The two lead performances are excellent. As the unfiltered, garrulous Hannah, Rachel Sennot fully realises her character’s sense of unearned superiority. You want to slap her down or slap some sense into her but you cant tear your eyes away once you slap eyes on her.

Madeline Grey DeFreece is superbly contrasting as the less showy but nevertheless steely scene stealing Carrie. She is actually the beating heart of this story, the significant other to the superficial Hannah, the depth compared to the shallows.

Imaginative use of claymation to illustrate Carrie’s innermost dreams and desires is an added pleasure to the rich and unobtrusive pallet that TAHARA presents.
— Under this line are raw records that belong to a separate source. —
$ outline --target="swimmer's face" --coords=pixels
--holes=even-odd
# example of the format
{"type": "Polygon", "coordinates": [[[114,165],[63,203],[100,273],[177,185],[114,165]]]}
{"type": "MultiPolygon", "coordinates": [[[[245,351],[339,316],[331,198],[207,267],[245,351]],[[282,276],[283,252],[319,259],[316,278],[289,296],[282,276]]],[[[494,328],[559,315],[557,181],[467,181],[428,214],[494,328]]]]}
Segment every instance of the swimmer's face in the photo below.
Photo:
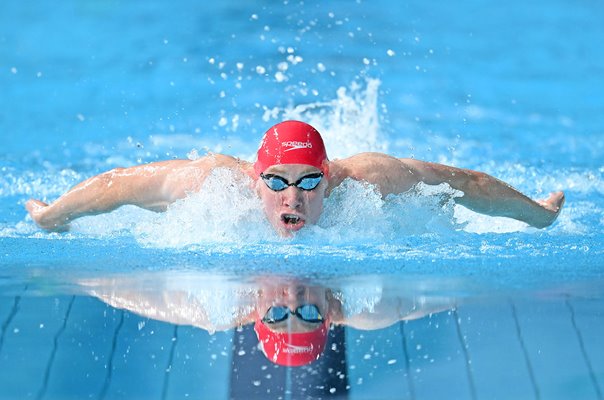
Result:
{"type": "MultiPolygon", "coordinates": [[[[329,319],[329,301],[327,299],[327,289],[322,287],[290,285],[282,287],[263,288],[262,295],[258,304],[258,319],[262,319],[269,308],[273,306],[285,306],[290,310],[297,307],[312,304],[317,307],[323,318],[329,319]]],[[[269,325],[274,332],[311,332],[317,329],[322,323],[306,322],[297,316],[289,315],[284,321],[279,321],[269,325]]]]}
{"type": "MultiPolygon", "coordinates": [[[[287,182],[297,182],[305,176],[320,172],[320,169],[310,165],[285,164],[273,165],[263,175],[275,175],[287,182]]],[[[256,181],[256,191],[262,200],[264,213],[270,224],[283,236],[291,236],[306,224],[315,224],[319,220],[326,190],[326,177],[312,190],[289,186],[281,191],[274,191],[262,178],[256,181]]]]}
Forgiveness is the focus of the feature film TIGER WITHIN.

Margot Josefsohn stars as Casey, a tearaway teenager travelling from the high low Ohio home of her mother’s, an abode she shares with a boyfriend who is continually on Casey’s case, to Los Angeles where her father has relocated with a new family.

A frosty reunion from her father’s new wife and children sees Casey end up on the street and to make ends meet she finds work in a massage parlour. A chance encounter with an old man, Samuel, in a cemetery spooks her at first but a friendship is cemented and he becomes her surrogate guardian.

He encourages her to return to school and a reconciliation with both parents.

When a street kid spray paints a swastika on her jacket it is he who has to educate her about the offensive insignia. She is clueless about its significance and he, as a Holocaust survivor, enlightens her to its racial and cultural vilification.

In one of his last screen roles, Ed Asner plays Samuel superbly, downplaying the crusty, curmudgeonly character while not making him saccharine. It’s a performance that promotes the struggles and frustrations of trying to find forgiveness, of finding the tiger within.

There’s an easy chemistry between Asner and Josefsohn and some fine supporting work from Erica Piccininni as Casey’s mum.

Directed by Rafal Zielinski and written by Gina Wendkos, TIGER WITHIN is a life affirming film of modest proportion but boastful in its message of hope and education.

2022 Jewish International Film Festival Screening Dates

March 3- April 4 At Randwick Ritz, March 3-23 at Roseville Cinema.